Monotheism and the volcano
I just visited the island of Hawaii, including a tour of the caldera surrounding the semi-active volcano Kilauea. One thing I wanted to comment on is how obvious it was to imagine the woman-volcano-god, Madame Pele. It’s like, you live near unpredictable natural forces with destructive potential, of course the local culture personifies it, metaphorizes its effects, steam vents as breath, etc. Rituals emerge in tandem with these properties: women purifying themselves monthly in the steam vents, certain locations designated as sacrifice spots, access restrictions for priestly castes only, etc.

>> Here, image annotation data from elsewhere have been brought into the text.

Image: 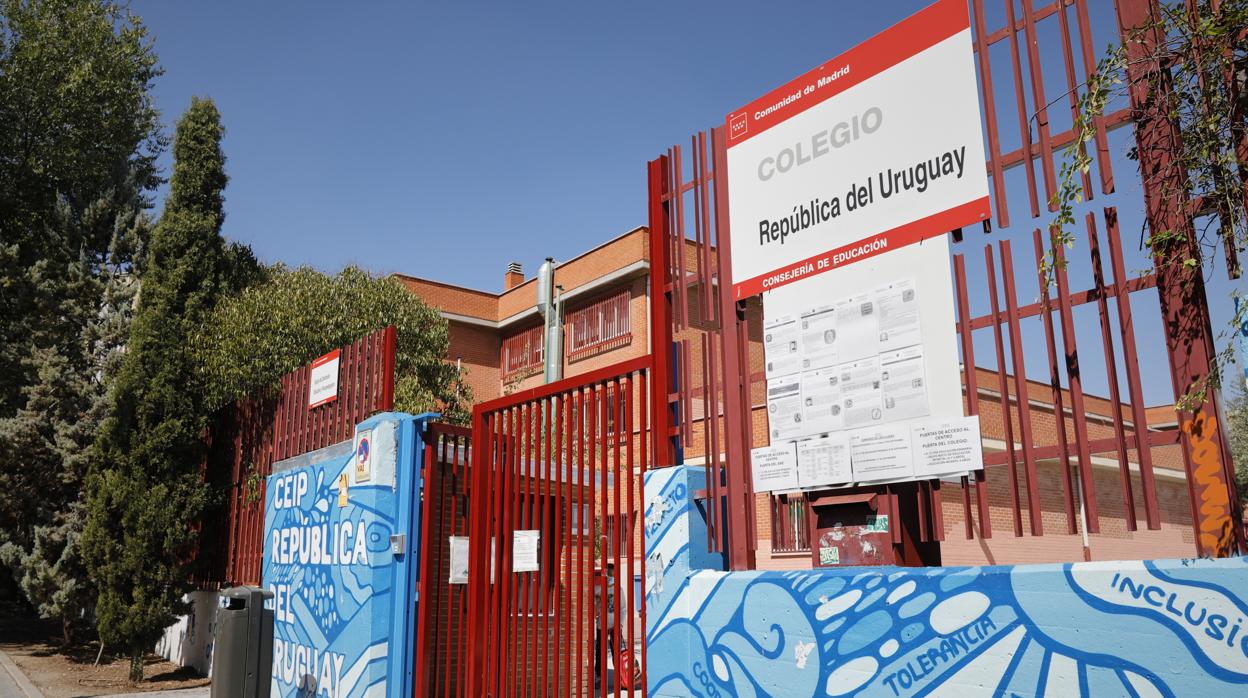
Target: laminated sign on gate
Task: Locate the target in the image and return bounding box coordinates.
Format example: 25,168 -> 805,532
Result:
728,0 -> 991,300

It sheds light for me on Freud’s depiction of Moses/Abraham’s God (from Moses and Monotheism) as the combination of a Canaanite volcano god, “Ja”, and the Egyptian monotheistic Sun god “Aton”, Akhenaten’s God. One tension the Torah attempts to resolve is between the absolute predictability (and life-giving capacity) of the sun, and the absolute unpredictability (and destructive capacity) of the volcano, which is why the character of God himself is so oddly two-faced, both sublime in unity and perfection and terrible and violent in rage. A challenging synthesis, though one that seems prototypical nonetheless (think of how “the government” is conceived of by millennial liberals…).

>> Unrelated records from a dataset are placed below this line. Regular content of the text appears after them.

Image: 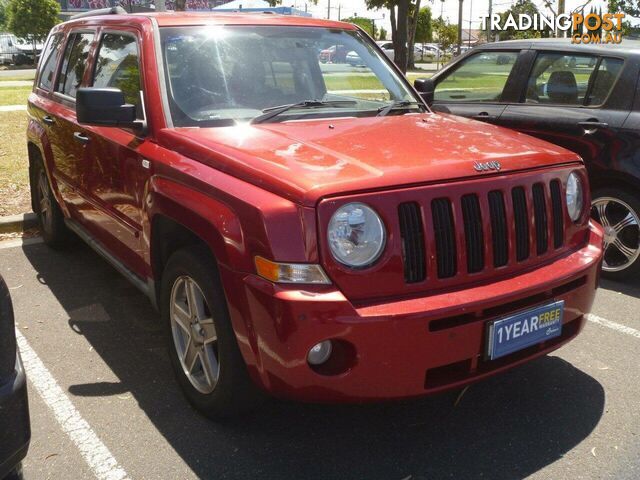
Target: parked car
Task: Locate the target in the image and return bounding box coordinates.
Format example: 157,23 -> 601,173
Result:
345,50 -> 362,67
416,39 -> 640,280
0,33 -> 28,65
27,12 -> 603,418
376,40 -> 428,61
318,45 -> 347,63
0,276 -> 31,480
376,40 -> 395,62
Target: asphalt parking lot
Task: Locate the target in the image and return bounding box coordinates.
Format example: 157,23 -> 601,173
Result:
0,238 -> 640,480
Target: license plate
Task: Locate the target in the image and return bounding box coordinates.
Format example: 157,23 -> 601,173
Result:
487,300 -> 564,360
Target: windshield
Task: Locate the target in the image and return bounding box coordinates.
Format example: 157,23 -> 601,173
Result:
161,26 -> 420,127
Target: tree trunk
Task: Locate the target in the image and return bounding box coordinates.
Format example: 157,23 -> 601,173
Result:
394,0 -> 410,73
389,5 -> 398,51
407,0 -> 424,69
31,35 -> 38,67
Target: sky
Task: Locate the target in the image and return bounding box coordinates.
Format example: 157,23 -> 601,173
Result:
282,0 -> 624,31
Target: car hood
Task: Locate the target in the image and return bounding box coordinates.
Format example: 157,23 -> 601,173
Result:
158,113 -> 580,205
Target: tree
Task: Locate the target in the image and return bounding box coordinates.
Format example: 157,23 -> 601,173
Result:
267,0 -> 318,7
433,18 -> 458,50
0,0 -> 7,32
607,0 -> 640,35
416,7 -> 433,43
6,0 -> 60,59
365,0 -> 414,73
409,7 -> 433,67
342,17 -> 378,38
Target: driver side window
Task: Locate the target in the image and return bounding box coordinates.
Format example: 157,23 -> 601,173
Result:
93,33 -> 143,119
434,51 -> 518,102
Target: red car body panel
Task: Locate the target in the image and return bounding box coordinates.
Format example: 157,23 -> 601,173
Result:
158,113 -> 576,206
27,14 -> 602,401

There’s some translation issues here, involving the various terms for God. This includes YHWH (lit. “i am [becoming] that which i am [becoming]”), Adonai (lit. “the lord”, which may also have a shared etymology with “Aton”), Hashem (lit. “the word”), and Elohim (lit. “voices”), all simply translated as “God”. Jaynes discusses these issues at length as part of his bicameral mind thesis, but I see it as evidence of this murky original Judaic God-concept, which western culture has since spent several thousand years purifying into abstract values, through Jesus and the popes and Martin Luther and beyond.